Within the next few days I realised how shit the town really is my old friends I trained Parkour with during 2006-07 were constantly drinking taking drugs pissed out there heads. There would be times people found my movements and acrobatic like skills impressive some spoke to me about Parkour most others would either say. "I can do that." or "I can do double that."
That kind of attitutde reminded me how much of a shit hole the town was and why I moved. Not many people will respect or admire anyone who shows a "different" or "unusual" type of skills you or I will learn.
The thing was it never made me angry it made me pity the fact that rather than embrace the site of skills and acheievement from others people decide to throw their negative comments upon that person.
Shortly afterwards after thinking about it I understood more and more about why I do what I do. Knowledge passed down by the ones before us to share with us what human beings can really do and show that "Nothing is impossible." But many of us are not brought up to belieive such things and carry on living our day to day lives in normaility. A life filled with emotional attatachment and dependancey on one another.
What we forget is that rather than depend on other beings to fullfill our own emotional needs we should be taken in the real knowledge from the strangers you meet everyday of your life. Even those you dislike through your life will most certainly carry a valuble teaching that you one day will carry with you for the rest of your life.
I think we need to stop putting down others with our ignorance and share our love for one anothers skill. We need to share the knowledge passed down by the ones before which made us who we are. We forget why we are here in the first place.

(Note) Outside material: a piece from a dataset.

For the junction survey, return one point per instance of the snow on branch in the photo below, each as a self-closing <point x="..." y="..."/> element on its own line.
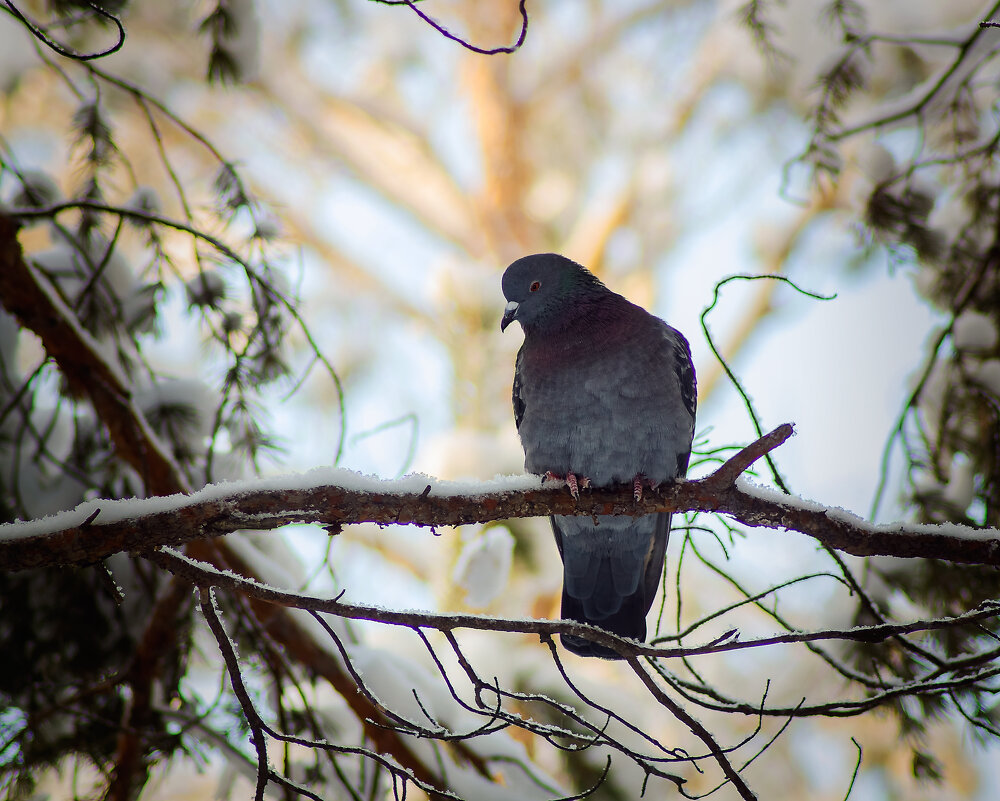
<point x="335" y="497"/>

The most intelligent people will die, some very young. But their knowledge will pass on by like a pollonating flower. The knowledge I speak of is not what is read from texts books but instead understanding there sacrifice, what they beleived in is the real knowledge that surrounds us in our everyday lives. The knowledge from those before us is constantly communicating to us like a voice in our heads but most of us are so ignorant this knowledge is cast aside.
I myself have showed ignorance but these last 6 months has been like a roller coaster of body, mind and spirtual awarness. I practice Parkour because I beleive that a hidden knowledge awaits for those who seek it. A journey that cannot be described but experianced.
So that when I one day will pass away like every other human being my knowledge will spread across the world and embraced by those who seek it so that they too can carry on the path of the knowledge that our predassecors sacrificed their own physical existance for.
So the next time I myself or you feels put down by a remark made by a spectator whos only desire is to hurt with there ignorance just send them a silent thought saying. "If only you knew."
That person will probably walk away very doubtful about themselves questioning their own ability which will lead to more doubt in themselves.